For this question, please make sure to include your code in your submission so that we can give you partial credit if one of your answers is incorrect.

– Q3a. Using k = 25 (meaning the length of the sequence on each node should be 25 bp), how many nodes are there in the simple de Bruijn graph generated from Staphylococcus aureus? How many edges are there? [Hint: Start by breaking the genome down into k-mers to determine all of your edges and nodes, and maintain some simple data structures (hash table, dictionary, etc) to tie them together – this is all you have to do to get a simple de Bruijn graph! Note you should construct a simple graph, with at most 1 edge between a pair of nodes, even if their sequences are repeated multiple times in the genome]

– Q3b. The out-degree of a node is the number of directed edges that start at the node, and the in-degree of a node is the number of directed edges that end at the node. Make a table and plot a histogram of the distribution of out-degrees in your de Bruijn graph, and another table and plot of the distribution of in-degrees in your de Bruijn graph. [Hint: Use the nodes and edges you identified in 3a, and get a count of how many nodes have out degree/in degree 0, 1, …, n.] [Hint 2: What is the maximum degree possible in a simple de Bruijn graph constructed from the DNA characters ACGT]

– Q3c. Recall that an edge can be compacted if the node is starts from has out-degree = 1, and the node it ends at has in-degree = 1. In the de Bruijn graph of Staphylococcus aureus, how many such “compactable” edges are there?
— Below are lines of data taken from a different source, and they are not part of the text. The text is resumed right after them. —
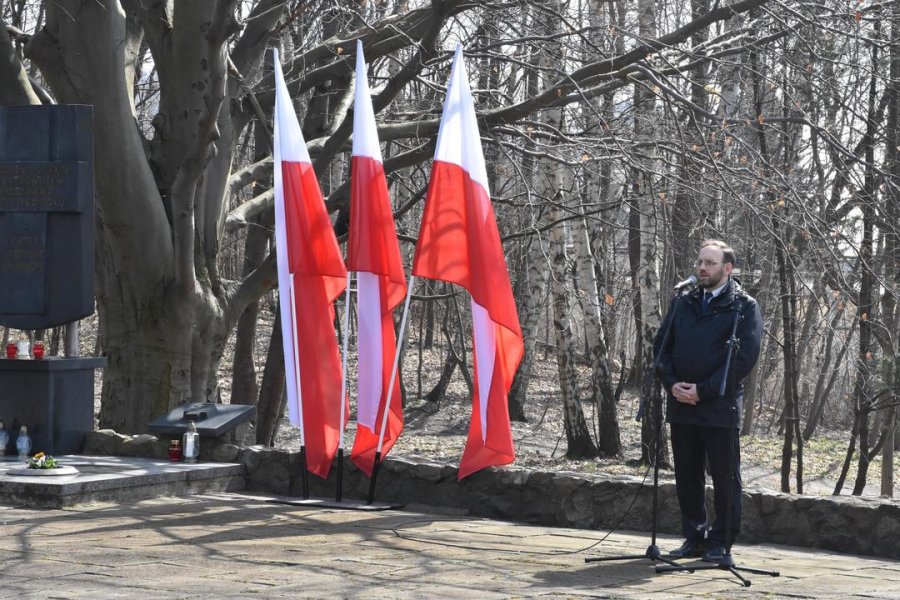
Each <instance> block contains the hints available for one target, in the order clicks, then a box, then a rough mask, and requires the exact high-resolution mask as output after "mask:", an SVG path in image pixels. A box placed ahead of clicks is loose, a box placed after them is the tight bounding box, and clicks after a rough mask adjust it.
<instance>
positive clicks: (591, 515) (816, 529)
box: [85, 431, 900, 558]
mask: <svg viewBox="0 0 900 600" xmlns="http://www.w3.org/2000/svg"><path fill="white" fill-rule="evenodd" d="M166 449H167V443H166V442H165V441H162V440H157V439H156V438H155V437H153V436H149V435H143V436H134V437H131V436H122V435H119V434H116V433H114V432H111V431H95V432H92V433H91V434H89V436H88V439H87V443H86V448H85V454H111V455H129V456H146V457H156V458H164V457H165V456H166ZM200 458H201V460H209V461H215V462H238V463H241V464H243V465H244V468H245V470H246V480H247V489H248V490H251V491H257V492H263V493H267V494H275V495H281V496H300V495H301V487H300V486H301V478H300V462H299V454H298V453H296V452H286V451H282V450H275V449H270V448H263V447H261V446H250V447H239V446H235V445H231V444H225V443H209V442H208V441H207V440H205V439H204V440H203V443H202V444H201V456H200ZM335 473H336V472H335V470H332V474H331V477H330V478H329V480H328V481H324V480H321V479H319V478H317V477H315V476H310V478H309V481H310V487H311V490H310V491H311V495H313V496H317V497H333V496H334V493H335V479H336V477H335ZM456 473H457V471H456V468H455V467H452V466H449V465H445V464H438V463H434V462H429V461H425V460H419V459H410V458H402V457H389V458H388V459H387V460H385V462H384V463H383V464H382V466H381V470H380V473H379V475H378V479H377V488H376V493H375V500H376V501H383V502H391V503H402V504H405V505H407V506H411V505H428V506H432V507H440V508H441V509H445V510H448V509H449V510H461V511H465V512H467V513H469V514H472V515H477V516H482V517H490V518H494V519H503V520H508V521H521V522H526V523H536V524H541V525H556V526H562V527H579V528H584V529H600V530H607V529H613V528H615V529H630V530H636V531H650V529H651V524H652V522H653V510H652V507H653V488H652V485H650V483H651V480H649V479H648V480H647V481H646V482H644V481H643V480H641V479H639V478H635V477H626V476H606V475H584V474H575V473H551V472H546V471H536V470H526V469H521V468H517V467H505V468H502V469H487V470H485V471H481V472H478V473H475V474H473V475H471V476H470V477H468V478H466V479H465V480H463V481H457V480H456ZM368 489H369V479H368V478H367V477H366V476H365V475H364V474H363V473H362V472H361V471H359V469H357V468H356V467H355V465H353V464H352V463H351V462H350V461H349V460H347V461H346V462H345V466H344V478H343V495H344V498H345V499H351V498H354V499H365V498H366V497H367V494H368ZM708 494H709V496H710V501H709V506H712V490H711V489H709V490H708ZM658 502H659V531H660V532H661V533H669V534H678V533H679V532H680V529H681V527H680V524H679V523H680V519H679V513H678V503H677V500H676V498H675V486H674V484H672V483H663V484H661V485H660V487H659V498H658ZM743 507H744V509H743V510H744V517H743V521H742V522H743V525H742V533H741V537H740V542H742V543H762V542H768V543H777V544H788V545H793V546H804V547H810V548H825V549H830V550H836V551H840V552H844V553H849V554H872V555H876V556H885V557H890V558H900V504H898V502H896V501H893V500H885V499H877V498H858V497H852V496H838V497H834V496H827V497H810V496H795V495H791V494H781V493H778V492H773V491H769V490H758V489H752V490H745V493H744V503H743Z"/></svg>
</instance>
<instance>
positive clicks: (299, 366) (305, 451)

– Q3d. Compact all of the edges that can be compacted. How many nodes and edges are there now? What is are the minimum and maximum lengths of a sequence that can be obtained from the de Bruijn graph? What is the N50 length?

– Q3e. Repeat question 3d for k = 50 and k = 100. Make sure to report number of nodes, number of edges, minimum sequence length, maximum sequence length, and N50 sequence length.

– Q3f. BONUS: What is the minimum value of k such that the compacted de Bruijn graph for S. aureus returns a single node? (Hint: use binary search)

### Expected Output for sample.fna

Here are the answers that I got when using sample.fna (instead of the Staphylococcus aureus reference genome).

– 3a: Number of nodes = 99219, Number of edges = 99254.

– 3b:

| In-Degree | # Nodes |

|————|———|

| 0 | 1 |

| 1 | 99182 |

| 2 | 36 |

| 3 | 0 |

| 4 | 0 |

| Out-Degree | # Nodes |

|————|———|

| 0 | 1 |

| 1 | 99182 |

| 2 | 36 |

| 3 | 0 |

| 4 | 0 |

– 3c: Number of compactable edges = 99110.

– 3d and 3e:

| k | Nodes | Edges | Min Length | Max Length | N50 |

|—–|——-|——-|————|————|——–|

| 25 | 109 | 144 | 25 | 36562 | 16662 |

| 50 | 25 | 32 | 53 | 41866 | 36587 |

| 100 | 7 | 8 | 106 | 55547 | 55547 |

### Packaging

The solutions to the above questions should be submitted as a single PDF document that includes your name, email address, and

all relevant figures (as needed). Make sure to clearly label each of the subproblems and give the exact commands and/or code snippets you used for

solving the question. You do not need to show code for plotting. Submit your solutions by uploading the PDF to [GradeScope](https://www.gradescope.com/courses/236625), and remember to select where in your submission each question/subquestion is.

If you submit after this time, you will start to use up your late days. Remember, you are only allowed 96 hours (4 days) for the entire semester!